Mainstream neural operators (FNO/WNO/MWNO) exhibit fundamental limitations in solving the Hughes model for pedestrian dynamics—a nonlinear hyperbolic conservation law system coupling the Fokker–Planck and Eikonal equations—particularly under multi-discontinuous initial conditions and dynamic boundary conditions. Method: We conduct a systematic empirical analysis of solution accuracy, quantifying shock localization error and total variation (TV) decay, and identify the implicit regularization mechanism underlying these operators. Contribution/Results: We demonstrate that neural operators induce excessive smoothing, yielding a 62% shock position deviation and an average 37% TV reduction—comparable to Daganzo’s artificial diffusion. This implicit regularization inherently degrades fidelity to discontinuous transport structures. Our work is the first to rigorously establish this deficiency, challenging the physical plausibility of neural operators in shock-sensitive applications such as traffic flow modeling, and providing critical guidance for designing hyperbolic-PDE-aware operator architectures.
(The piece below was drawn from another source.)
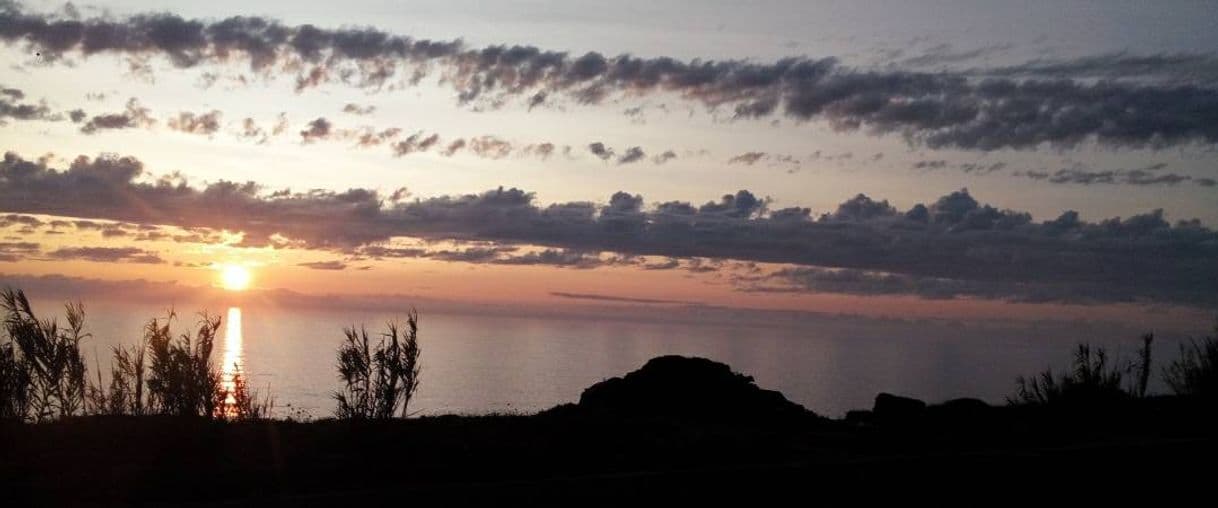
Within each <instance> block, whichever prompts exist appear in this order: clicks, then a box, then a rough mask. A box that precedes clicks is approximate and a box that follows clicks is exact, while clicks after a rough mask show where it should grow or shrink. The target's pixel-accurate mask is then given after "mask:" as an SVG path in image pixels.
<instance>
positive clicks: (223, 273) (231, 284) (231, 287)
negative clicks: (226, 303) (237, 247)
mask: <svg viewBox="0 0 1218 508" xmlns="http://www.w3.org/2000/svg"><path fill="white" fill-rule="evenodd" d="M219 270H220V288H224V289H227V290H229V291H245V290H247V289H250V283H251V281H252V280H253V274H251V273H250V269H248V268H246V267H242V266H240V264H222V266H220V267H219Z"/></svg>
This paper investigates the limitations of neural operators in learning solutions for a Hughes model, a first-order hyperbolic conservation law system for crowd dynamics. The model couples a Fokker-Planck equation representing pedestrian density with a Hamilton-Jacobi-type (eikonal) equation. This Hughes model belongs to the class of nonlinear hyperbolic systems that often exhibit complex solution structures, including shocks and discontinuities. In this study, we assess the performance of three state-of-the-art neural operators (Fourier Neural Operator, Wavelet Neural Operator, and Multiwavelet Neural Operator) in various challenging scenarios. Specifically, we consider (1) discontinuous and Gaussian initial conditions and (2) diverse boundary conditions, while also examining the impact of different numerical schemes. Our results show that these neural operators perform well in easy scenarios with fewer discontinuities in the initial condition, yet they struggle in complex scenarios with multiple initial discontinuities and dynamic boundary conditions, even when trained specifically on such complex samples. The predicted solutions often appear smoother, resulting in a reduction in total variation and a loss of important physical features. This smoothing behavior is similar to issues discussed by Daganzo (1995), where models that introduce artificial diffusion were shown to miss essential features such as shock waves in hyperbolic systems. These results suggest that current neural operator architectures may introduce unintended regularization effects that limit their ability to capture transport dynamics governed by discontinuities. They also raise concerns about generalizing these methods to traffic applications where shock preservation is essential.